1657537456THE INNOCENT EYE TEST, Oil on canvas, 1981, was finished by Mark Tansey, American, born in 1949. It is an enormous canvas drawing whose measurements are 1988cm by 183cm. It is exhibited now in Metropolitan Museum of Art, NYC. In this painting, we can see that Tansey used ironic means and a sense of humor to poke fun at the haughtiness of the art community and its critics. He has sketched several official looking men dressed like scientists and experts all wearing glasses, with the exception of one man holding a mop. They are recording and observing the “real” cow’s reaction to the “drawn” cow. The sociological meaning in this painting is that Tansey’s art critics do not know how to determine the aesthetic value of the artwork but rely on their spectacles and a cow’s reaction. The mop in this painting refers to the likelihood of the cow moving his bowels, as if the art critics not having any clue of the cow’s response are prepared for any unpleasant reaction. Furthermore, the “real” cow in this painting not only symbolizes simplicity but also denotes an untrained art viewer. According to an art critic, Jeannine Mercer, “No mater how grand an artist perceives his masterpiece to be, he is never sure of its success until it pass the eye test. In those first second, before an art viewer’s facial expression succumbs to complacent politeness, the piece’s true merit can be found in his or her eyes.”

After I checked Tansey’s information on the Web, it gave me a better understanding of THE INNOCENT EYE TEST. Mark Tansey was born the son of two historians in 1949. His parents are authorized in the field of art history, so he grew up tangled within academic discussions about art analysis. Due to his background knowledge, he is adept in mixing historical events and figures on his paintings to create surreal, ironic, and metaphorical imagery.

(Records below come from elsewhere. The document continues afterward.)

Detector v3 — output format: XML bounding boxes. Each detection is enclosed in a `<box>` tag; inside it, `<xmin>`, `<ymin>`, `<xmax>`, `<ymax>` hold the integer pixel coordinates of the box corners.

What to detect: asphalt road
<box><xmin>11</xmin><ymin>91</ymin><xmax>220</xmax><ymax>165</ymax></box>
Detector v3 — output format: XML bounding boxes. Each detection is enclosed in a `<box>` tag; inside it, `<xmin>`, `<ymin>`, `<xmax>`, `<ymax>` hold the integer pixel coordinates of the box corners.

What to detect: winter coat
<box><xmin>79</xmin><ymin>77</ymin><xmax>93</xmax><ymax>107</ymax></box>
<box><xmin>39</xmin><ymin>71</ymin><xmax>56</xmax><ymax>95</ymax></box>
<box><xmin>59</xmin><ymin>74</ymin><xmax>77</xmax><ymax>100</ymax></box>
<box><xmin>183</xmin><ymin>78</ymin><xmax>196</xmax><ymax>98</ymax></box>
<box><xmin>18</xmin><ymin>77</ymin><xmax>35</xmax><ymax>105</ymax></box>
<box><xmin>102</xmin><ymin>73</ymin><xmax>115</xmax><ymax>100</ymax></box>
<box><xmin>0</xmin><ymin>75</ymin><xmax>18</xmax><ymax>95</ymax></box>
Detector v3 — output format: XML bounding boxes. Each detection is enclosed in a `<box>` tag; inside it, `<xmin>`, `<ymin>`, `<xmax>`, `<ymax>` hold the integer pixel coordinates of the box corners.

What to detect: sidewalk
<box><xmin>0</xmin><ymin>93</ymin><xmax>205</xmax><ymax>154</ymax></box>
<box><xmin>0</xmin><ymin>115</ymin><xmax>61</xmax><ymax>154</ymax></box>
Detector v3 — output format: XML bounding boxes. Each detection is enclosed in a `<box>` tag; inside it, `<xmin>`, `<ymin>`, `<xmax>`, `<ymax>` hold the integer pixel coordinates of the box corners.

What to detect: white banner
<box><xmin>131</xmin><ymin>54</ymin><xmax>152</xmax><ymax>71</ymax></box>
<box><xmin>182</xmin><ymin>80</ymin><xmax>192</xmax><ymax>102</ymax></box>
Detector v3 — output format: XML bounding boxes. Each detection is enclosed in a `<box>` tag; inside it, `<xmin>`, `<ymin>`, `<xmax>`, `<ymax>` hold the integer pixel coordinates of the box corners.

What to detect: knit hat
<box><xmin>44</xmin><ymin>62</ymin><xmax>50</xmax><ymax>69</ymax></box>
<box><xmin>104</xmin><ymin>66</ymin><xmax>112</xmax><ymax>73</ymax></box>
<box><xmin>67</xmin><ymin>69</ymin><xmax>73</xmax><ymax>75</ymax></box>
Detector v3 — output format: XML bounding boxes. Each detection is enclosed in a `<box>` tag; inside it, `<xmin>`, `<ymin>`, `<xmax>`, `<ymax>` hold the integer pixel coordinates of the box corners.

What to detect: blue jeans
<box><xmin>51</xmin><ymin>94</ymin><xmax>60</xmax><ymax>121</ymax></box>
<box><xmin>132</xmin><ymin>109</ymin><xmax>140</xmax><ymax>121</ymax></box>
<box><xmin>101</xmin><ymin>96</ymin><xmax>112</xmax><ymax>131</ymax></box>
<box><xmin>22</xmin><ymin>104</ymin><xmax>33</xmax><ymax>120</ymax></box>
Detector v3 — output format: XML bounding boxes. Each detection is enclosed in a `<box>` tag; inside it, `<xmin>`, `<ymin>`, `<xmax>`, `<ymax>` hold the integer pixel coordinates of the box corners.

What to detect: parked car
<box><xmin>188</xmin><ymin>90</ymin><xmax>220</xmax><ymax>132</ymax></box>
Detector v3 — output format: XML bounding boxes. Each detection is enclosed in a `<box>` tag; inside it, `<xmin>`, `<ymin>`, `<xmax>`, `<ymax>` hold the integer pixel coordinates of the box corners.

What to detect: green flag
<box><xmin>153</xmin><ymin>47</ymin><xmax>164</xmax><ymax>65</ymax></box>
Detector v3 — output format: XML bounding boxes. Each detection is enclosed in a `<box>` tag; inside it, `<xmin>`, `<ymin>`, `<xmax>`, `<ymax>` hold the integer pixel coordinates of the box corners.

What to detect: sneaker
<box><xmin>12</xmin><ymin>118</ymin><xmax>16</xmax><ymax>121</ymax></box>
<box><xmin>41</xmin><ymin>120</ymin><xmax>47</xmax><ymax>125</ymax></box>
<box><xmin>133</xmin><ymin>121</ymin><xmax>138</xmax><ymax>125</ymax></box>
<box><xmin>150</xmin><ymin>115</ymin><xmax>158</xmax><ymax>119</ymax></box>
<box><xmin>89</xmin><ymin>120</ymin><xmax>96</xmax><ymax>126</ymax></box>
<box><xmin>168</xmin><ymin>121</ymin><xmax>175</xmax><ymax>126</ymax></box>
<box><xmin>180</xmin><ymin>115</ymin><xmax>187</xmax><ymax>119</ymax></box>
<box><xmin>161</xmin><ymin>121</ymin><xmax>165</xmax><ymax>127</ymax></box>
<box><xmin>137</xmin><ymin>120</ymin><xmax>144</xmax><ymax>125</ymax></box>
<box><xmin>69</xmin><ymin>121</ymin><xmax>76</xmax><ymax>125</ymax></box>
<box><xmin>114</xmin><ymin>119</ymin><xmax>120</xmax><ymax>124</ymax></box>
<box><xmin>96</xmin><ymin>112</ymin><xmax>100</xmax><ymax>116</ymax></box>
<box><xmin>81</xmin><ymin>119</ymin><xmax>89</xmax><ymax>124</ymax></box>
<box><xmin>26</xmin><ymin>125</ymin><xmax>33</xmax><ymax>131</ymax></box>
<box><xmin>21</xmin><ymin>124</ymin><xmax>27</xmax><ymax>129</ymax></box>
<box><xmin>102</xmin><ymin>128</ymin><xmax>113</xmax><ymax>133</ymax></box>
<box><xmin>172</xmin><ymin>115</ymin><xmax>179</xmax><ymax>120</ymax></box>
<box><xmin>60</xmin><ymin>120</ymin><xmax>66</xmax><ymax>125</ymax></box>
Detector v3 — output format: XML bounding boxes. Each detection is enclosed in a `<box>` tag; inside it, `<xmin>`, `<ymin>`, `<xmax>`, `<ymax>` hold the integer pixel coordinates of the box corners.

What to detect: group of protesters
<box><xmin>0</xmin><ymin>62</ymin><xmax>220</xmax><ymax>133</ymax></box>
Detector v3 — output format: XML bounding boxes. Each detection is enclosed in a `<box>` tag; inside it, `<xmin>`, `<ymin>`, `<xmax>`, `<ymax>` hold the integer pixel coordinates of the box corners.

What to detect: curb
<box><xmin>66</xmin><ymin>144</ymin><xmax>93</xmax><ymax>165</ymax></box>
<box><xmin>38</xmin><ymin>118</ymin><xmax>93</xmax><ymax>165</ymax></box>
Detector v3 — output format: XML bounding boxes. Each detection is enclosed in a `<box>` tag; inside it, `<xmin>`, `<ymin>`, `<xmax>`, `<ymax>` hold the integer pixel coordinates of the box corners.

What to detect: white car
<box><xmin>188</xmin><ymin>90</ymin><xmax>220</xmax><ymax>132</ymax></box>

There are two reasons drawing me to choose THE INNOCENT EYE TEST. The first reason is that it is an enormous canvas drawing based on a monochromatically photocopied image. The second reason is that I saw the metaphorical meanings in the illustration beyond merely saw the literal representation. The metaphor drew me to explore the intriguing connections between figures. What does the real cow symbolize? What do the several official looking men refer to? Moreover, the men seem to wait for the real cow’s reaction, but why? All the above reasons drew me to stand before the piece and take a long look.